(Gurrado per Quasi Rete)
Qui al weekend si leggono i giornali, quindi alla fine della settimana che posso fare? Mi adeguo e leggo i giornali anch’io. D’altra parte mi sembra che in Inghilterra comprando un quotidiano si compri un annesso corso di giornalismo. Prendete il Guardian, ad esempio, che è il mio preferito. Nato a Manchester, ora consta di quattro sezioni al giorno: il giornale propriamente detto, un fascicolo di dodici pagine esclusivamente dedicate allo sport, una sezione a casaccio fra mass-media, lavoro, finanza eccetera e infine il G2, il tabloid spillato che ospita l’approfondimento brillante (tema di copertina di venerdì scorso: come rapire il boss – gli impiegati del G2 sequestrano la caporedattrice – dettagli a pagina 4). Al sabato le sezioni diventano sette; non c’è il G2 ma in compenso si trovano ventidue pagine esclusivamente dedicate alle recensioni di libri – ragion per cui, se a uno putacaso piacciono i libri e lo sport, il Guardian diventa automaticamente il giornale da comprare ogni giorno (messaggio promozionale), anche se di tanto in tanto non è facile capire quando scherza e quando no.
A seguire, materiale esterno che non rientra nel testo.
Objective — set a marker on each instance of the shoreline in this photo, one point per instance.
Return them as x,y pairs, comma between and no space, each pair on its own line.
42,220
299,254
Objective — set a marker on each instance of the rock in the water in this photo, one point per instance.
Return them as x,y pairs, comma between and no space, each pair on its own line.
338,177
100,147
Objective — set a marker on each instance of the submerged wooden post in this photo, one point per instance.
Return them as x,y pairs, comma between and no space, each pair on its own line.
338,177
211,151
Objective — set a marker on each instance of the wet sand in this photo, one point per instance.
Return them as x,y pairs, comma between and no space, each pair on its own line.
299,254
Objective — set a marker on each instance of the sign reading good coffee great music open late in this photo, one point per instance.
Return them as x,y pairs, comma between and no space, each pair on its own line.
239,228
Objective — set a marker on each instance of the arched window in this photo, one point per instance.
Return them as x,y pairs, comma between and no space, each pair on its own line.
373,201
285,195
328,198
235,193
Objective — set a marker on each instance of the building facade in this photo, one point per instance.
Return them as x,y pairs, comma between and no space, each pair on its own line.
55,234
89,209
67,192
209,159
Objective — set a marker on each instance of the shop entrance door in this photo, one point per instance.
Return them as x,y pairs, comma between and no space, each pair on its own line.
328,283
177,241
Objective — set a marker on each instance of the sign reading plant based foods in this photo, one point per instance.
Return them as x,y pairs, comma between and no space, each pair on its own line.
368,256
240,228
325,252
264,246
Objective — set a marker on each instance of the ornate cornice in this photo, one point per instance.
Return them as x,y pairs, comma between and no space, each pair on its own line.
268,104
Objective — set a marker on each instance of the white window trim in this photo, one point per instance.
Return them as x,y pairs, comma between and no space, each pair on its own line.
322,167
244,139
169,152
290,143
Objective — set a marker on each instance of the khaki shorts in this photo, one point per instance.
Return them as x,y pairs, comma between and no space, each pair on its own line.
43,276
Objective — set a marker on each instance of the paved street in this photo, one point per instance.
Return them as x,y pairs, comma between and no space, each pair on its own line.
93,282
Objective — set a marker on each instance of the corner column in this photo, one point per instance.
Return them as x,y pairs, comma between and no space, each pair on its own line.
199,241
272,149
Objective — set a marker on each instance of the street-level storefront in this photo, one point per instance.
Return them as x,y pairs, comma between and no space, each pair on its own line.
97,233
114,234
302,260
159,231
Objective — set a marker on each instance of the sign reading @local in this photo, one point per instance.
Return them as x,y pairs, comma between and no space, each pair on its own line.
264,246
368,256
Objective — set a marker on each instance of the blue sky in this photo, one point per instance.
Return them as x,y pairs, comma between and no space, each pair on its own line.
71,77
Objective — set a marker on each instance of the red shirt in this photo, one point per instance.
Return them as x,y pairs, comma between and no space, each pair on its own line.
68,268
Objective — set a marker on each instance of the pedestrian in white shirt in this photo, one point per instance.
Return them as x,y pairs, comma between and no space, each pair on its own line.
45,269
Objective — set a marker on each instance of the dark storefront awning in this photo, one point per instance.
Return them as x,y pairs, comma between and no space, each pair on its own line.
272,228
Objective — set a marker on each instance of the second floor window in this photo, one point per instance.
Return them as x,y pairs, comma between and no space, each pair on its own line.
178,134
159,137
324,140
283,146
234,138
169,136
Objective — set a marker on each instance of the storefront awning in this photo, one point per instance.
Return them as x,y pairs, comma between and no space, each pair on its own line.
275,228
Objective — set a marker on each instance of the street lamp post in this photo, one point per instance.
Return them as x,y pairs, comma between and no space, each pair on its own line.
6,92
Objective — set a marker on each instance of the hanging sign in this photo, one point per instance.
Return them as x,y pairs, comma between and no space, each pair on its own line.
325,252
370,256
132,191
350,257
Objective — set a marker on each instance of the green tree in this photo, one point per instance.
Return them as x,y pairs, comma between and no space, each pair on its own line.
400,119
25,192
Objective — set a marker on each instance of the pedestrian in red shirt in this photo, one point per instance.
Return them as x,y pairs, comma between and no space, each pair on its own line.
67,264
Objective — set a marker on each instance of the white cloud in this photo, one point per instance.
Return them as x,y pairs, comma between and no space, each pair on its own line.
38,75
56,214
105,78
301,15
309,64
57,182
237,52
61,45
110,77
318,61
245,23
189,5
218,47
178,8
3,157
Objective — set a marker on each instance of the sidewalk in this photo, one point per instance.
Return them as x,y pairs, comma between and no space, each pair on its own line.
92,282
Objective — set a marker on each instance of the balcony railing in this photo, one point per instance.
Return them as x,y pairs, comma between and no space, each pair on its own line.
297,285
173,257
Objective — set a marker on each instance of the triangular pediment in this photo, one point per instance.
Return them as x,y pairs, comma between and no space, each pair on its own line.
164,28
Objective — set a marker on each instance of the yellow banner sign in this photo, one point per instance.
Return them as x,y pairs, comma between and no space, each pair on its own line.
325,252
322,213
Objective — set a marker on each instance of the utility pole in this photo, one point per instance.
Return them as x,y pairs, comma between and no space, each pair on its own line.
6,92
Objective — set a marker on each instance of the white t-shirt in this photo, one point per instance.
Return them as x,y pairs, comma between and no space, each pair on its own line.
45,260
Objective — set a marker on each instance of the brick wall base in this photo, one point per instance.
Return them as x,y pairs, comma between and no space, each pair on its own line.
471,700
Tanto per dire, sempre venerdì, lo stesso numero che rendicontava il ratto della caporedattrice ospitava un raffinatissimo esercizio di alta mimesi scrittoria, un pastiche parodistico di discorsi già sentiti fare e rifare mille volte da gente tipo Tana de Zulueta (se non sapete chi sia, non siete i soli; se sapete che è italiana, forse non siete italiani voi): che Berlusconi possiede il monopolio della comunicazione italiana, e bla bla bla, e che metà dei giornalisti italiani lavora per lui mentre l’altra metà sa che potrebbe lavorare per lui un giorno, e bla bla bla, e che se un Italiano scrive qualcosa deve prima chiedere il permesso a Berlusconi, e bla bla bla, e che gli Italiani sono tenuti all’oscuro delle gaffe di Berlusconi, e bla bla bla. L’anonimo articolista, per vezzo forse eccessivo, aveva ritenuto opportuno firmare questa riuscita presa in giro col nome della sua stessa vittima, ossia non Berlusconi ma Tana de Zulueta; geniale poi la notazione a fine articolo, nella quale veniva specificato – così, secco secco – che Tana de Zulueta è stata membro del Parlamento italiano, peculiarità che (sottintendevano forse) l’accomuna tanto a Benedetto Croce quanto a Cicciolina. Tale la profondità, che solo a stento era possibile distinguere l’articolo di Tana de Zulueta (vera? presunta?) da quello di Eric Hobsbawn ospitato appena una pagina prima. A conferma che se uno compra il Guardian ce n’è per ogni gusto, perfino il peggiore.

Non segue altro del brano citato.